Auf Einladung des damaligen Bundesvorsitzenden Udo Voigt, der mittlerweile als Europaabgeordneter wirkt, trat Thorsten Heise 2004 der NPD bei. Aktuell ist er Kreistagsabgeordneter der Eichsfelder NPD, Vorsitzender des NPD-Kreisverbandes, Vorsitzender des NPD-Landesverbands Thüringen sowie Bundesvize-Vorsitzender. Er gilt neben seiner Führungsrolle in der Kameradschaft Northeim bzw. Kameradschaft Eichsfeld als tragende Leitfigur in der Arischen Bruderschaft, die als eine Art Elite-Führungszirkel bestehend aus führenden Kameradschaftsmitgliedern mehrerer Bundesländer zu verstehen ist.
Neben seinen Umtrieben in der extrem rechten Parteienlandschaft und innerhalb der Kameradschaftsszene, ist Heise auch im Versand-und Rechtsrockbusiness sehr aktiv. Er ist zudem Ausrichter des jährlich stattfindenden Eichsfeldtags in Leinefelde, einem eintägigen Rechtsrockevent, sowie des im April 2018 in Ostritz stattfindenden Schild- und Schwert-Festivals. Das mehrtägige Event soll nach Aussagen Heises sowohl Kampfsport, Musik und Austauschmöglichkeiten bieten.

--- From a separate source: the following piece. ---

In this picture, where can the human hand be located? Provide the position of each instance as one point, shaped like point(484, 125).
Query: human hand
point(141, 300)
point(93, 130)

Gutshaus Hanstein in Fretterode

Heise und der NSU
Dass Heise die Umsetzung politischer Ziele mit Gewalt und auch mit Waffen gutheißt, kann unter anderem durch die Funde von scharfen Schusswaffen belegt werden, welche im Jahr 2007 bei ihm gefunden wurden. Wie auf NSU-Watch nachzulesen, hat Heise Kontakte in das unmittelbare Umfeld des NSU gehabt. So geht zum einen aus einem Medienbericht hervor, dass er in den Jahren 2000 und 2001 einen Briefwechsel mit Holger Gerlach gehabt hatte. Durch Gerlach, dem selbst Unterstützung der terroristischen Vereinigung NSU in drei Fällen zu Lasten gelegt wird, sei er in die Unterstützung des Trios mit eingebunden worden. Bei einer Hausdurchsuchung am 30.10.2007 in Fretterode sind neben Waffen zudem Tonbänder von Gesprächen zwischen Heise und Tino Brand sichergestellt worden, in denen sich die zwei unter anderem über das NSU-Trio unterhielten.

Fazit
Wir resümieren, dass Thorsten Heise nach wie vor einer der umtriebigsten Nazis in Mitteldeutschland ist, dem auch überregional eine tragende Rolle in der rechten Szene zukommt. So wirkt er in verschiedensten Milieus der extremen Rechten als Kader – sei es in der Parteiarbeit, in der Kameradschaftsszene oder im Rechtsrock. Dabei zeichnet er sich vor allem durch seine gute Vernetzung bis in die Tiefen des Rechtsterrorismus, sowie hohe eigene Gewaltbereitschaft aus.
Wir plädieren für eine konsequente Antifaarbeit, die über das Erhalten und Verteidigen linker Strukturen hinausgeht. Antifa in die Offensive!

*tba im April 2018*

(Anmerkung: Wir möchten darauf hinweisen, dass wir in diesem Artikel keinen Bezug auf die Aktivitäten Heises im Combat18-Netzwerk nehmen. Ausführliche Informationen hierzu finden sich in dem von Exif-Recherche publizierten Artikel in der Frühjahrsausgabe 2018 des Antifa Infoblatts.)